My husband and I struggled to conceive naturally and so had to undergo some medical tests and eventually conceive with the assistance of some fertility medication. This process did take a toll on both my body and mind and as a result I did put on some weight before we successfully conceived.
I then, of course, put on some weight whilst pregnant, just under three stone actually, which I think is a lot as the recommended weight gain is around 25-30lbs. However, I mainly had a healthy pregnancy and a healthy child was born two weeks overdue! (Inducement is no fun!). The weight initially came off steadily I am pleased to say, however, it is now four years on and I am still half a stone heavier than I was and of course my body shape has changed.
I have dipped in and out of exercising and healthy eating and changing the diet I follow but it hasn’t been anything I have been able to sustain and it is so easy to make excuses: “I have no time” “I should spend more time with my child” “I’ll do it tomorrow”. In all honesty it is laziness and feeling tired as well as, during the height of my gambling addiction, not having the spare time for exercise or the inclination to worry about what I looked like.
Gambling addiction is quite often considered to be related to the mind and will power, physically your body suffers, but only from the effects of the mind’s addiction
Recently however, I have been exercising more, possibly not to a consistent schedule but it has become more a feature in my lifestyle as has eating better.
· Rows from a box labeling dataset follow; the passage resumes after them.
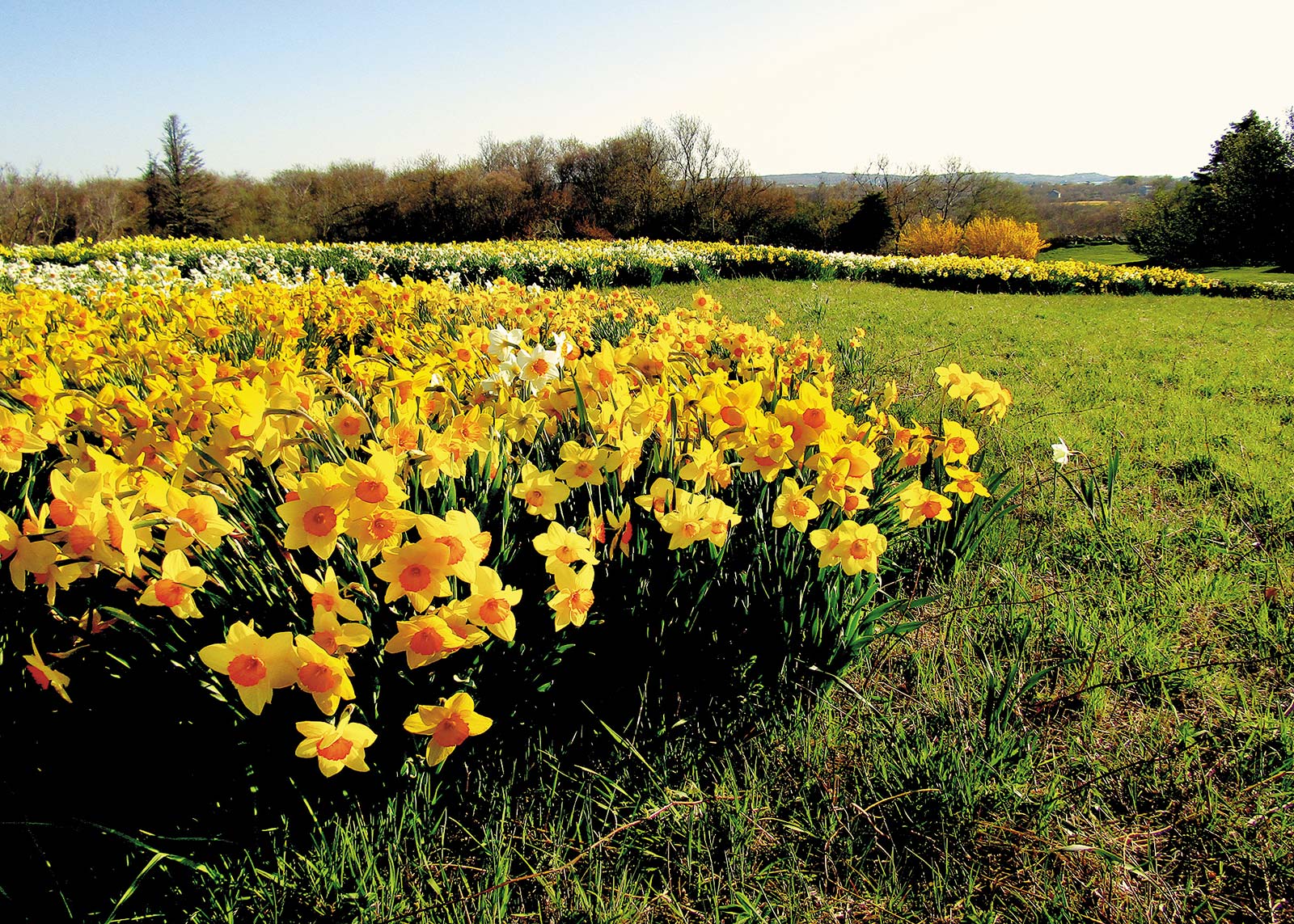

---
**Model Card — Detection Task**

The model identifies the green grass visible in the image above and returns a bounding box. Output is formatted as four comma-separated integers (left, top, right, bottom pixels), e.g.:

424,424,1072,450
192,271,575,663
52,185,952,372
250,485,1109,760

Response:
30,280,1294,922
1038,243,1294,282
1195,267,1294,282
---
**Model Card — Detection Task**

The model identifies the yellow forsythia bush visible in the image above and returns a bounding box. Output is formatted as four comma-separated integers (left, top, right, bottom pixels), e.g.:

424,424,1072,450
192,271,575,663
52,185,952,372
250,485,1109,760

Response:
898,215,1047,260
898,217,962,256
962,215,1047,260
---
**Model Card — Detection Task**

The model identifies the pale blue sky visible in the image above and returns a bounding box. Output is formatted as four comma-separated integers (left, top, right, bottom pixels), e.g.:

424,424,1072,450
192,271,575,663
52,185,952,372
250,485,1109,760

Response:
0,0,1294,179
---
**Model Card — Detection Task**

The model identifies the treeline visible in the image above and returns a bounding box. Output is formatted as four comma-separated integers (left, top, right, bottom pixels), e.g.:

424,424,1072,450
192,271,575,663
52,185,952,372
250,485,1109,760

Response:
1127,108,1294,269
0,115,1154,254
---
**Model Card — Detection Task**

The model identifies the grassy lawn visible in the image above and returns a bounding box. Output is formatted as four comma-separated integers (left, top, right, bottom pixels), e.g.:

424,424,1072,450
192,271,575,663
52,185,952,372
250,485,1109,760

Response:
1038,243,1294,282
1038,243,1145,267
55,280,1294,922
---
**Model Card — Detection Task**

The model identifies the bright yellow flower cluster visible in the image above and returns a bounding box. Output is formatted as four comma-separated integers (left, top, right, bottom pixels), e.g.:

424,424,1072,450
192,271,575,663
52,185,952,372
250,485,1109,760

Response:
0,270,1011,775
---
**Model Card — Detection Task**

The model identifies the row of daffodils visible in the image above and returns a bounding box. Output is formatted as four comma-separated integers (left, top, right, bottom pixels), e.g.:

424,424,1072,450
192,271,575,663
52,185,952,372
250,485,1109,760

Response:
0,275,1011,775
0,238,1273,297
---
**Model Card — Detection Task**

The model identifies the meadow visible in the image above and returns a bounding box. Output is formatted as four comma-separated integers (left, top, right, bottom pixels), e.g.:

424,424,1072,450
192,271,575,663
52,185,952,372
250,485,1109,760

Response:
0,253,1294,922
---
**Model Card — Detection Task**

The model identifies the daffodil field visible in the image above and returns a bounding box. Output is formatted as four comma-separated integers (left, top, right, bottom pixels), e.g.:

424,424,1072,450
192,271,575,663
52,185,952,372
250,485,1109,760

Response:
0,237,1294,297
0,259,1011,812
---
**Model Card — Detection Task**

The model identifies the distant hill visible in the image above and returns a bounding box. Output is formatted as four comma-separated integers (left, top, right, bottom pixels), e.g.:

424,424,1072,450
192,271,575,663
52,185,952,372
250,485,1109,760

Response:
761,171,1115,187
998,174,1117,187
759,172,854,187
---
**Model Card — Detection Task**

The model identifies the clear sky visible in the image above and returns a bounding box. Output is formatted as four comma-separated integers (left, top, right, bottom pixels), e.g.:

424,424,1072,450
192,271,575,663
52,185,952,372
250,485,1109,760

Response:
0,0,1294,180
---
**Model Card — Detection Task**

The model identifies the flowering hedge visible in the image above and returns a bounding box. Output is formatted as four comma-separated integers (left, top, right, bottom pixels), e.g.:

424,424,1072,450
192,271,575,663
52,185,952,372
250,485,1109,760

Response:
0,238,1294,297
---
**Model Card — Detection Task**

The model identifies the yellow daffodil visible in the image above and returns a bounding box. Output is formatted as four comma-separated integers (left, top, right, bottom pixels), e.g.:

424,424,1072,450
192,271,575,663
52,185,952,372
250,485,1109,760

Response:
404,692,494,766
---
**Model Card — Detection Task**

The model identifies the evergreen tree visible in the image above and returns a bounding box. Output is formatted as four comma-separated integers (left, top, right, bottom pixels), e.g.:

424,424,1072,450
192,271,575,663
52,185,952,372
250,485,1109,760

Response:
836,192,894,254
1193,110,1294,264
1126,110,1294,267
144,112,220,237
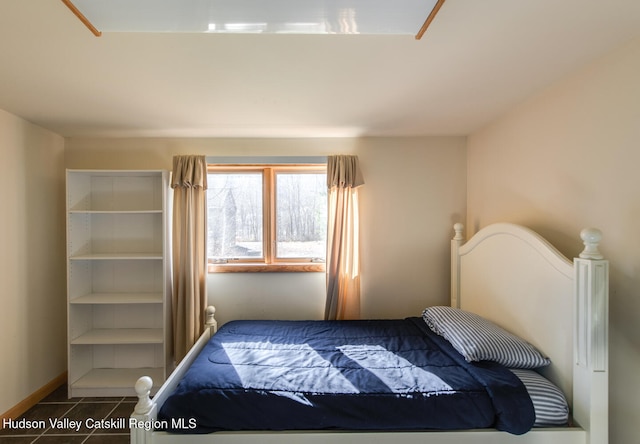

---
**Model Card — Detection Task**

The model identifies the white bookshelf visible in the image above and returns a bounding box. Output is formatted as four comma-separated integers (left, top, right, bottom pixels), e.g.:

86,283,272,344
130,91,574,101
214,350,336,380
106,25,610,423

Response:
67,170,172,397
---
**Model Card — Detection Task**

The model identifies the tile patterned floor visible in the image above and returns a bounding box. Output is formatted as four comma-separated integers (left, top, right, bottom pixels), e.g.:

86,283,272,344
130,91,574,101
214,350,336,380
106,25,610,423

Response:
0,385,131,444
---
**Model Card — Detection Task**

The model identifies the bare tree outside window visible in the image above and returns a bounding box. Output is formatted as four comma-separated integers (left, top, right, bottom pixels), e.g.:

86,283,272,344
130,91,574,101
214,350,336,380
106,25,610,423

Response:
207,166,327,264
276,173,327,261
207,173,264,260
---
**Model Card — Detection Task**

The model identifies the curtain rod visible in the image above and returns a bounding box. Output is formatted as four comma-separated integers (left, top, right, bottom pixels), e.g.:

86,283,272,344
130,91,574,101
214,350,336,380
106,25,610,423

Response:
62,0,102,37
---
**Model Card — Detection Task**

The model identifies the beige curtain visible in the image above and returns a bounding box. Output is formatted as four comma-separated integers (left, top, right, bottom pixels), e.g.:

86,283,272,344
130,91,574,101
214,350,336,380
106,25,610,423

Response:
171,156,207,362
324,155,364,320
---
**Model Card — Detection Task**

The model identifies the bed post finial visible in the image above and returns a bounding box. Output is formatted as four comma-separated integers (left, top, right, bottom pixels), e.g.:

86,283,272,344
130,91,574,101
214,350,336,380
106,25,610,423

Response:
204,305,218,333
450,222,464,308
580,228,603,259
133,376,153,415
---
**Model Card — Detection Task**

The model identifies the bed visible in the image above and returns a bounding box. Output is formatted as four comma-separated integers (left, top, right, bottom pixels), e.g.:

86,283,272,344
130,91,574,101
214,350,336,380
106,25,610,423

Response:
130,224,608,444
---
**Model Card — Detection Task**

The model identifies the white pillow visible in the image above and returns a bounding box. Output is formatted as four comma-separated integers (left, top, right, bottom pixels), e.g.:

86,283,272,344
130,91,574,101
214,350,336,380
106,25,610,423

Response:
422,306,551,368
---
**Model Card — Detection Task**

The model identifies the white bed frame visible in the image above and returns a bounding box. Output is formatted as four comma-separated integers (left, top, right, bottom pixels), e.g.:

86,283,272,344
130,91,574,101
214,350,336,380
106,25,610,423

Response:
131,224,609,444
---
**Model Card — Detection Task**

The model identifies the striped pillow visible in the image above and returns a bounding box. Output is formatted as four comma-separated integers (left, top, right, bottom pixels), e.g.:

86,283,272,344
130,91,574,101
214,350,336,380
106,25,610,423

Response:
422,306,551,368
510,368,569,427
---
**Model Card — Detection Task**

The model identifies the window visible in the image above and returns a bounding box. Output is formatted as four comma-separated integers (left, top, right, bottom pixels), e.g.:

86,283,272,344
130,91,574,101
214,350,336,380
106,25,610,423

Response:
207,165,327,272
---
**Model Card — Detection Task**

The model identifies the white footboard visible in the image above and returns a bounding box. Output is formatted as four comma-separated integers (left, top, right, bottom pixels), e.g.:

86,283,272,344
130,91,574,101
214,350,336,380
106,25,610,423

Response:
129,306,218,444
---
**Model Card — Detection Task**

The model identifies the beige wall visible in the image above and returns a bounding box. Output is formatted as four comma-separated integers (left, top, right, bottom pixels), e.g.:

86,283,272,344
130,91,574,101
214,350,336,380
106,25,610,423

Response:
0,110,67,413
66,137,466,323
467,36,640,444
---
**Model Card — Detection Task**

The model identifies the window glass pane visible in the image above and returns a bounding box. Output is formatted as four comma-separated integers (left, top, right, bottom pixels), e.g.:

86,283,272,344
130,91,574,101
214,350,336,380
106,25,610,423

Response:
276,173,327,260
207,172,264,259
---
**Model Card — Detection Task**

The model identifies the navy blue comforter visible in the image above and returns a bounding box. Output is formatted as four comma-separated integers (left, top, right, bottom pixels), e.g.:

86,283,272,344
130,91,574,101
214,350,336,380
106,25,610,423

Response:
158,318,535,434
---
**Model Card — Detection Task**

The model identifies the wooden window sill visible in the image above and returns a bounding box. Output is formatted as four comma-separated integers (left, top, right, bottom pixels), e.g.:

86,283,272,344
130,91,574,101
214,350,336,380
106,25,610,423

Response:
207,262,325,273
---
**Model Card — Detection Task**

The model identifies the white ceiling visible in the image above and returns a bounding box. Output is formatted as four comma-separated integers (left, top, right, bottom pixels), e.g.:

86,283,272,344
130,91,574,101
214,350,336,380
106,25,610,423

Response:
0,0,640,137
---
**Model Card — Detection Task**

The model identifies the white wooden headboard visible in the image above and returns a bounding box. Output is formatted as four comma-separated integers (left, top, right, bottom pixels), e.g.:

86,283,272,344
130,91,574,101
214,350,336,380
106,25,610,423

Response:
451,223,608,443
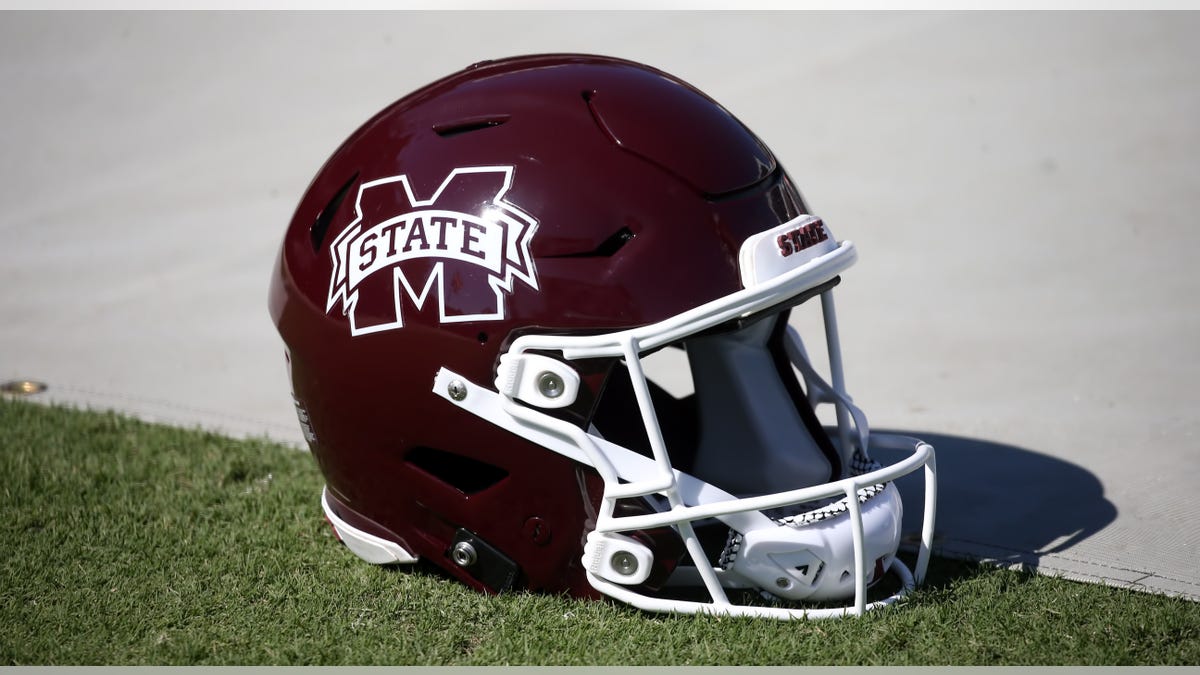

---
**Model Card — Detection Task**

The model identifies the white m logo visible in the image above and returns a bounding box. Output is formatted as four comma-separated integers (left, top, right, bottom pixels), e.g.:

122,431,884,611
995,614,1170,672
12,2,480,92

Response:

It is certainly something I intend to work towards going forward. It is truly amazing the positive difference you feel after exercise, achieving something good for yourself. I’ve decided to put some things on this problem gambling blog I have enjoyed because I feel that there is a real place for exercise in the fight against addiction.
I’m not talking marathons here of course, just exercise. Lots of people worry today about looking after the mind, promoting positive wellbeing and having a proactive attitude, but something that really has helped me is just the feeling of physically giving my body some TLC. I went for a run recently on a Sunday afternoon just a 5K and I know it might not sound impressive but the freeing feeling of saying “I’m heading out for a run” and just running on a Sunday afternoon was unbelievable. It also set me up for a positive and productive Monday and I fully intend to try and remember that when it comes to the next day I plan to exercise. My goal will be three times a week which can range from running, gym, yoga and so forth but needs to be 30 minutes or more.
Gambling addiction is quite often considered to be related to the mind and will power, physically your body suffers, but only from the effects of the mind’s addiction. I think you can’t decouple yourself in this way. Your body physically needs nourishment just as the mind does, in a variety of ways, and I think, and hope, that there is much to be gained from refamiliarizing myself with exercise. I’ll let you know how I get on!